As stated at the hearing held on July 30, 1998, it is difficult for the Court to attribute to Congress the intention to apply EMTALA to any emergency medical condition that arises at a hospital. Such an interpretation would virtually transform EMTALA into a federal malpractice statute, which is something that most courts have already held Congress did not intend to do. See Correa, 69 F.3d at 1192. Incidents such as the ones that gave rise to the instant action, unfortunate as they are, should remain the domain of state law.[3]

In the alternative, plaintiffs argue that even under the legal theory espoused by this Court, whereby only those who come to the hospital seeking emergency medical treatment are covered by the law, the instant case should fall under the Act's aegis. It is their contention that López-Soto actually came to the hospital seeking emergency medical treatment because she was in active labor. Again, we disagree.

We believe that the preceding additional findings of fact clearly demonstrate that plaintiffs did not come to the Auxilio Mutuo Hospital on the night of June 11, 1993 seeking emergency medical treatment. The hospital had been selected by plaintiffs and their physicians. Although they entered the hospital through the emergency room, they did so only because that was the only available entryway to the hospital at that hour. They were not examined by an attending physician at the Emergency Room, nor did they request an examination. Instead, they were referred to the maternity ward, where an attending nurse examined López-Soto and determined that she was not yet in labor. Plaintiff's obstetrician, who had been on call all night, did not come to the hospital until 7:00 a.m. because he heard, at 1:00 a.m., that López-Soto had only dilated two centimeters. It was not until 1:30 p.m. that a Cesarean section was performed upon plaintiff.
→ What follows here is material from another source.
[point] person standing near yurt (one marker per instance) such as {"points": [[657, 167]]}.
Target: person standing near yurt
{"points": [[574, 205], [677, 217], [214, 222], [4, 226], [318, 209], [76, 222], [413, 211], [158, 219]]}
Based on the foregoing, we believe that our judgment should remain unaltered, except for the addition of the previous facts.

SO ORDERED.

NOTES

[1] Plaintiffs request that we include, as an additional finding of fact, that their student health plans from the University of Puerto Rico did not cover medical treatment for plaintiffs' newborn at the Pediatric Hospital, and that plaintiffs had to request Medicaid assistance to cover such expenses. Although these facts have not been disputed, we hereby note that whether or not plaintiffs were indigent and had insurance coverage is irrelevant for purposes of EMTALA. In other words, once it is determined that EMTALA applies, it protects plaintiffs regardless of whether they have insurance or not. See Correa v. Hospital San Francisco, 69 F.3d 1184 (1st Cir. 1995).

[2] Plaintiffs request that we find that López-Soto was in active labor when she arrived at the hospital. In support of their contention, they submit the deposition of their expert witness, Dr. Lauren Lynch. Yet Dr. Lynch did not unequivocally hold that López-Soto was in labor when she arrived at the hospital. She merely stated, in response to plaintiffs' direct questioning, that "uhhh, retrospectively, given that she was four (4) centimeters at 7:00 or 8:00 a.m., and she was contracting, yes, she was in labor." Docket # 102, Exhibit 1. On the other side of the spectrum, however, we have bare, undisputed facts: López-Soto was two centimeters dilated when she arrived at the hospital; and four centimeters dilated when Dr. Hawayek examined her at 7:00 a.m. It is only at that point that Dr. Hawayek determined that she was entering the early stages of labor. The attending nurses did not determine otherwise.

[3] It is worth noting that Puerto Rico has a local version of EMTALA, which is remarkably similar to its Federal counterpart. See 24 L.P.R.A. §§ 3111-3117 (1997).